I love having multiple mysteries to solve, but what I enjoyed most about Magpie Murders (the novel, not the novel-inside-a-novel) were all the references to classic mysteries and jokes. This book is full of allusions to Christie, anagrams, people transplanted from Alan’s life dropped into his novels—it’s a lot to parse. If Alan hadn’t been so much of a putz, I might have admired him more for his deeply layered texts. That said, I can understand his troubled relationship with the character and genre that made him famous. Alan wanted to be a Great Author, not a writer of potboilers. The glimpses I got of Alan’s other writing, though, made it clear to me that Alan is weirdly cursed to be only good at writing stories he hates.
Because I was thinking so much about Magpie Murders as I was reading it, I appreciated the opportunity to reflect on why I and other fans of the genre love it so much. At one point, Susan has coffee with the detective who ruled Alan’s death a suicide. This detective has nothing but contempt for classic mysteries. Murders are simple, according to this detective, because no one ever takes the time to plot out elaborate deaths and alibis. And this detective is perfectly right…except when we’re talking about mystery novelists and fans. No wonder he’s irritated by the whole situation.
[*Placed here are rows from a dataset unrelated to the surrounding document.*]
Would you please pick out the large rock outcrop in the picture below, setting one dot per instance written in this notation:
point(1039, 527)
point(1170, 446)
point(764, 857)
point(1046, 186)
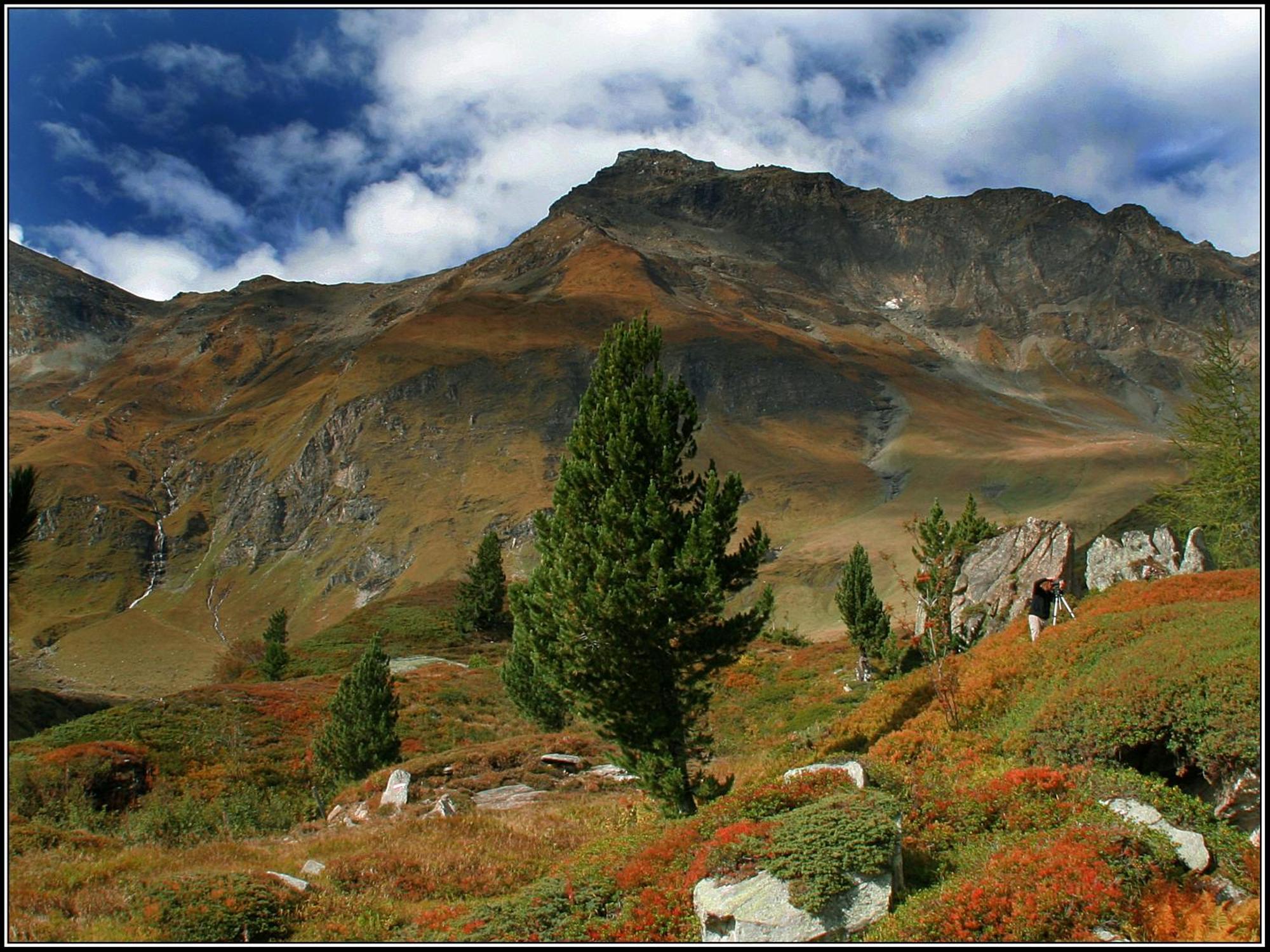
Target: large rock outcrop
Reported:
point(1141, 557)
point(759, 909)
point(995, 585)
Magpie Murders requires a patient reader and a reader with a good memory. After a quick prologue, we dive into Alan’s last novel for several chapters before we’re cut off before the thrilling conclusion. (I may have yelled.) Then we get many chapters of Susan investigating before we find out who killed who in both mysteries. (Thankfully, we do get the solutions, otherwise I would have chucked this book right out the window.) Having two solutions, delivered right after two very tricky cases, was very satisfying. The rewards were definitely worth the effort of keeping all that information in my head, even the things that turned out to be red herrings.